People in Belgium, England, and the U.S. wanted to take credit. White scientists outside of Africa flew into Africa, took samples, wrote papers that were published in the West, and took the credit. Meanwhile, Muyembe was recognized as a national hero in the Congo. He was the first to recognize the uniqueness of Ebola and spared the world the disaster of misdiagnosis. This was a new disease that called for new treatment and prevention measures.

Muyembe was the first to identify the animal source of Ebola, which was African fruit bats. Like many zoonotic diseases, certain animal species act as a reservoir of infectious agents that humans can contract when they move into wild animal habitats. He also pioneered in the treatment of Ebola and other virus diseases with antibodies taken from surviving patients. In another outbreak in 1995, he tested the idea that antibodies developed by Ebola survivors could be extracted from their blood and used to treat new cases. The treatment worked, with seven of eight patients surviving this otherwise highly fatal disease that kills some 81% of infected people. This antibody treatment was a forerunner of the current use of an antibody medication being used today in the treatment of the COVID-19 coronavirus pandemic.

Figure 3. CDC biocontainment lab in Uganda, near the Congo border

In recognition of the global nature of disease, scientific resources from outside countries have been brought to Africa. Congo researchers now have sophisticated labs and mice to help them in their research on Ebola and other zoonotic diseases.

Perhaps most significantly, the Ebola outbreaks in Africa call attention to the fact that zoonotic diseases are becoming more common as people intrude into wildlife environments where animals harbor diseases that can infect humans. Professor Muyembe warned that increasing human intrusion into wild environments, we will be exposed to animals carrying diseases. Humans also expose themselves to zoonotic diseases when they use wild animals as a food source. Often these creatures, like bats and rats, survive their zoonotic diseases and eventually pass infections on to us. The professor’s prophecy has come true with the COVID-19 pandemic that apparently arose from wild animals in China.

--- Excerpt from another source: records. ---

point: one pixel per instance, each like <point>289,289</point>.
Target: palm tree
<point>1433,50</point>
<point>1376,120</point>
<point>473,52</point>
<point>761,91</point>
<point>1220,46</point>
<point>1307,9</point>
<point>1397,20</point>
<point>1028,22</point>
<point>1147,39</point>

We have entered a new and dangerous era of disease.

                 

Sources:

  • https://www.cdc.gov/ncezid/stories-features/global-stories/ebola-reservoir-study.html
  • https://www.nationalgeographic.com/science/health-and-human-body/human-diseases/ebola-virus/
  • https://www.npr.org/sections/goatsandsoda/2019/11/04/774863495/this-congolese-doctor-discovered-ebola-but-never-got-credit-for-it-until-now
  • “Discovery and Description of Ebola Zaire Virus in 1976 and Relevance to the West African Epidemic During 2013–2016”. Journal of Infectious Diseases. 214 (suppl 3): S93–S101. doi:10.1093/infdis/jiw207.
  • https://metro.co.uk/2020/12/23/scientist-who-discovered-ebola-in-70s-has-warning-on-future-pandemics-13797977/?ito=cbshare

Author: W. R. Klemm

Test Yourself

Why did he return to Africa after his PhD training in Belgium:

Question 2: What symptom in patients made him realize that this was a "new" disease?

Question 3: Why do zoonotic diseases seem more common these days?